From: Michael Weissenbacher <mw@dermichi.com>
To: linux-xfs@vger.kernel.org
Subject: Re: xfsaild in D state seems to be blocking all other i/o sporadically
Date: Wed, 19 Apr 2017 14:40:08 +0200 [thread overview]
Message-ID: <ced08a44-d736-6250-c682-0f495a882bea@dermichi.com> (raw)
In-Reply-To: <20170419121202.2m3pi4ffojpnqyxc@eorzea.usersys.redhat.com>
On 19.04.2017 14:12, Carlos Maiolino wrote:
> Hi,
>
> On Wed, Apr 19, 2017 at 12:58:05PM +0200, Michael Weissenbacher wrote:
>> Hi List!
>> I have a storage server which primarily does around 15-20 parallel
>> rsync's, nothing special. Sometimes (3-4 times a day) i notice that all
>> I/O on the file system suddenly comes to a halt and the only process
>> that continues to do any I/O (according to iotop) is the process
>> xfsaild/md127. When this happens, xfsaild only does reads (according to
>> iotop) and consistently in D State (according to top).
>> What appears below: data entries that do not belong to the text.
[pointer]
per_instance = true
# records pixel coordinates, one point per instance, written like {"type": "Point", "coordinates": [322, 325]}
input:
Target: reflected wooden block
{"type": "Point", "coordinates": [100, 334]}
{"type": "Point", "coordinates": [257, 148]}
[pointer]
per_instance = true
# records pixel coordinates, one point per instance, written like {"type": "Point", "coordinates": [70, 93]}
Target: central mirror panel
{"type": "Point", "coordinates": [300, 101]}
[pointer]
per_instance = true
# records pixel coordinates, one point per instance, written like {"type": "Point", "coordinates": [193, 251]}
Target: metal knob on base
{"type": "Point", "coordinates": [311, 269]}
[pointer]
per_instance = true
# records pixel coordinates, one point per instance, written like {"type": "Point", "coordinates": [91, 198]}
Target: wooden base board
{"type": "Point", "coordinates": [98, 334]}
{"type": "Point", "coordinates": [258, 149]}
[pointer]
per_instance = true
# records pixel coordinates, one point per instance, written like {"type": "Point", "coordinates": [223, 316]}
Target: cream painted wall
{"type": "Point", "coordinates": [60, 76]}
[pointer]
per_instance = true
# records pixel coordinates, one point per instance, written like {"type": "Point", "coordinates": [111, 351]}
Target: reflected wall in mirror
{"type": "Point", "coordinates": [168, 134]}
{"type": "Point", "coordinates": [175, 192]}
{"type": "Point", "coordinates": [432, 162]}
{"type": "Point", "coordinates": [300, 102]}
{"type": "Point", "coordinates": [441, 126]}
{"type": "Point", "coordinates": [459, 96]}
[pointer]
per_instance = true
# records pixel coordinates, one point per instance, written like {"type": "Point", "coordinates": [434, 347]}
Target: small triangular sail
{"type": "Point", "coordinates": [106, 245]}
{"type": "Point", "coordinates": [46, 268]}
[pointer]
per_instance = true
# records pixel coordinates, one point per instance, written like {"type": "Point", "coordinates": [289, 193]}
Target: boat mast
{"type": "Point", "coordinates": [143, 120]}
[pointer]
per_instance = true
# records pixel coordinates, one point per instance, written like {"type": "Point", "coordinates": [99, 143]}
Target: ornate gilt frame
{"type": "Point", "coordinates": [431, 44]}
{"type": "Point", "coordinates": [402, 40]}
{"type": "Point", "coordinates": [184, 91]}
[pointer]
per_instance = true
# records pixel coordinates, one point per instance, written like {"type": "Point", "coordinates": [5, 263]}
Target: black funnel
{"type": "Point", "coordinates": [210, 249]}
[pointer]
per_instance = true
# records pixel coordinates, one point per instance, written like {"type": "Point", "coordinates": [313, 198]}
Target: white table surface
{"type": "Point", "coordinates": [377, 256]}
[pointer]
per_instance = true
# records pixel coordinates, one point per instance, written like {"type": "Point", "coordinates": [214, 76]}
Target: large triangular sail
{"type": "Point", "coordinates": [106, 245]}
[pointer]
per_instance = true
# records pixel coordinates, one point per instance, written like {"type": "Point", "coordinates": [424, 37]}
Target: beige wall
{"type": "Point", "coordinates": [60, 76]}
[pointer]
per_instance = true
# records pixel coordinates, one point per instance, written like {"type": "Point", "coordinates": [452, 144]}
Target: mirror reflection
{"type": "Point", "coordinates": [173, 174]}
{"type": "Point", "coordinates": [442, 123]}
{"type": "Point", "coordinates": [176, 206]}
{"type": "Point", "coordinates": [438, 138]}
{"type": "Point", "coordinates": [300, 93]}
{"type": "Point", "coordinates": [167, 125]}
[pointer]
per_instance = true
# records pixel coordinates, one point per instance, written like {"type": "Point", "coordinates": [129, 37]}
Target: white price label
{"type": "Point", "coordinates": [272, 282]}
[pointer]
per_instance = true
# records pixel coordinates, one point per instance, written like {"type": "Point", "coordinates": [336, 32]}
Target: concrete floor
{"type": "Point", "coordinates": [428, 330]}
>> Unfortunately this can sometimes stay like this for 5-15 minutes. During
>> this time even a simple "ls" our "touch" would block and be stuck in D
>> state. All other running processes accessing the fs are of course also
>> stuck in D state. It is a XFS V5 filesystem.
>> Then again, as sudden as it began, everything goes back to normal and
>> I/O continues. The problem is accompanied with several "process blocked
>> for xxx seconds" in dmesg and also some dropped connections due to
>> network timeouts.
>>
>> I've tried several things to remedy the problem, including:
>> - changing I/O schedulers (tried noop, deadline and cfq). Deadline
>> seems to be best (the block goes away in less time compared with the
>> others).
>> - removing all mount options (defaults + usrquota, grpquota)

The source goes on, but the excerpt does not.